Sustainability 50: Earth Day
Little did I know (long-haired rocker that I considered myself at the time), as I helped assemble public display panels on environmental issues on a campus quadrangle in the spring of 1970, that I was taking part in launching a sustainability event that would resonate around the globe ever more strongly 40 years on.
It took a Wisconsin Senator, disgusted with government inaction over a massive oil spill off the coast of California, with the assistance of a dedicated Harvard graduate student and a small group of volunteers in New York City, to crystallize the concept for the very first Earth Day.
Senator Gaylord Nelson, an early environmental activist, recognized the social consciousness raising effected by the various Vietnam War teach-ins of the late 1960s. He envisioned similar educational and public awareness campaigns on environmental issues at college campuses across the land.
Beginning in late 1969, he and other activists planned a nationwide (if not global) event for the following year. Bolstered by increasing media attention and growing volunteer efforts, Earth Day began to take shape. The New York Times announced the upcoming event; New York City Mayor Lindsay agreed to shut down 5th Avenue for it.
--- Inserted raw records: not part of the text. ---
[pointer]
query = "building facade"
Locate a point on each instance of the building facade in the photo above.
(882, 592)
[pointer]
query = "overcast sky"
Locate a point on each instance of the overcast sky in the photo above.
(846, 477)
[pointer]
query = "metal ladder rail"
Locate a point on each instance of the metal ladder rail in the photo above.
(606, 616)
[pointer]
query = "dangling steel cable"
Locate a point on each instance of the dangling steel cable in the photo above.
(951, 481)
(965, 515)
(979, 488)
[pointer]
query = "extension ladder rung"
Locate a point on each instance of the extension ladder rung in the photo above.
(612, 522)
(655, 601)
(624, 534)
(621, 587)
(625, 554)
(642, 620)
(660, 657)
After an early dry run via the educational event Project Survival at Northwestern University in January of 1970, the first Earth Day took place simultaneously at thousands of U.S. colleges. Occurring on April 22, 1970, it involved an estimated 20 million Americans (including me and my display panels). The goal of preserving our precious blue marble galvanized all of those of us who had been fighting air and water pollution, industrial expansion, pesticides, sprawl, loss of wilderness, extinction of species, and environmental degradation.
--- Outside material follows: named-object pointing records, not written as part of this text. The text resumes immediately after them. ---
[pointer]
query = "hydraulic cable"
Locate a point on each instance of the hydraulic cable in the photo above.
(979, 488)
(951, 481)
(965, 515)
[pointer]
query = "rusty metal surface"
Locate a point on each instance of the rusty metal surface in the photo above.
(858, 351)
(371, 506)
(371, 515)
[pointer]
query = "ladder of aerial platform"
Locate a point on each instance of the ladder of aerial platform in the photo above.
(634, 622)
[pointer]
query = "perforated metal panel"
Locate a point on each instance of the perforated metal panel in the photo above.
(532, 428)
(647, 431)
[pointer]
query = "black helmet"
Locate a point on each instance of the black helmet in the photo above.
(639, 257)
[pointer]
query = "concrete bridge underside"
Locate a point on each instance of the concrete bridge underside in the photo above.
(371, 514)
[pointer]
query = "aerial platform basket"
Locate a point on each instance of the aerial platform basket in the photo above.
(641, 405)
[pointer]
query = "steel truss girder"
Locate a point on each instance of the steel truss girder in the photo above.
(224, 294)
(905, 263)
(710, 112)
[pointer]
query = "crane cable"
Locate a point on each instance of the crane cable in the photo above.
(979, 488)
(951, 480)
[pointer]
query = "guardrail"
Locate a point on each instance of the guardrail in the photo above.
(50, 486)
Throughout its first 20 years, observance of Earth Day rippled outward from those first 20 million Americans to include over 200 million world citizens from more than 140 nations. By 2007, the influence of the event had wrapped even farther around our globe, involving an estimated 1 billion souls.
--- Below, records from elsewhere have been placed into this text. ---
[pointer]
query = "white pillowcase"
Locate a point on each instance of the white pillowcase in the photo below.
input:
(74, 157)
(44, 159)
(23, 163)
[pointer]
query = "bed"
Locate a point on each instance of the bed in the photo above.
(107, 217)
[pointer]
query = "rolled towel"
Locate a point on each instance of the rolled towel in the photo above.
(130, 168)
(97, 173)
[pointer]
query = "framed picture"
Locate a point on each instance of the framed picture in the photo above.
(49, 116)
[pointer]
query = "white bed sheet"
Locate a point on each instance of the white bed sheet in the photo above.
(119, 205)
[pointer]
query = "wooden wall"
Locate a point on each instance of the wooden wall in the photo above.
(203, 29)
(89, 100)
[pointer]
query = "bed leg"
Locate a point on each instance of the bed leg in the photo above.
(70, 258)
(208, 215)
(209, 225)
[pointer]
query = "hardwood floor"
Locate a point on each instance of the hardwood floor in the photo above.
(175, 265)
Denis Hayes (that 1970 Harvard graduate student) has since gone on to co-found Earth Day Network. That network — consisting of almost 20,000 agencies in 192 of the world’s countries — supports and promotes Earth Day observances around the planet, as well as a variety of other educational, political, social and cultural efforts geared toward environmentalism, conservation, sustainability and green principles.
Rather than on April 22nd, observance of Earth Day by the United Nations falls on the spring equinox (often March 20th). In the Southern Hemisphere, Earth Day is observed in the fall. Many locations around the globe celebrate an entire Earth Week, usually a period that culminates on April 22nd.